In my present state, I read his upturned lips only as a smile of smugness. While I’ve mostly come to terms with the fact that he’s the primary income-earner, that he’s the one who packs the paycheck and buys the insurance, this check has driven him into my territory. I’m the freelancer in these parts, the moonlighter, and the one who brings in the Other Income on our tax return. It’s my freelancing monies that are supposed to provide the jolt of extra energy to our monthly budget, the splash of WD-40 to lubricate the gears of our fairly middle-class life.
I stare at him, open-mouthed, and his smile begins to fade. I gasp, then splutter some inanity that I can no longer remember, something like “That’s not fair!” or “Damn it! I’ve never made that much for anything I’ve written!” Then I sulk around the house for awhile, cursing male privilege and women like myself who help it along.
Later I apologize for my huffiness, tell him that I’m happy that he got paid so much for his talk. I tell him that I’m proud of the way his book is selling, the fact that he and his co-authors have donated the royalties to an organization that helps children in poverty around the world. He says it’s fine, that my ambivalence is understandable, and that I don’t need to apologize.
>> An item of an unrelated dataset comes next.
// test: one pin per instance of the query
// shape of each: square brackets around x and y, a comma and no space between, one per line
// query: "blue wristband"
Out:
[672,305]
That night, lying in bed beside him in the dark, I resolve to be a little less competitive, a little less attached to economic definitions of what constitutes worthy work, a little less threatened by the successes of someone I love. I resolve to remember the unfathomable strangeness of getting paid to write and speak at all, in a world in which half the population exists on less than two dollars a day. I decide that maybe eventually I’ll be able to view with clearer eyes the privilege that enables me to get irritated that someone in my household brought home some unexpected bacon.
But I doubt I’ll ever really get it, the fact that I still tally life’s gains and losses mostly in economic terms even after all I’ve learned from hanging out with kids. I don’t know when I’ll be ready to throw out the old balance sheet and bring in the new, when I’ll stop calculating assets and liabilities using equations I no longer trust. I’m not sure when I’ll understand how a life can look so poor when you look at it in one light, so rich when you look at it in another.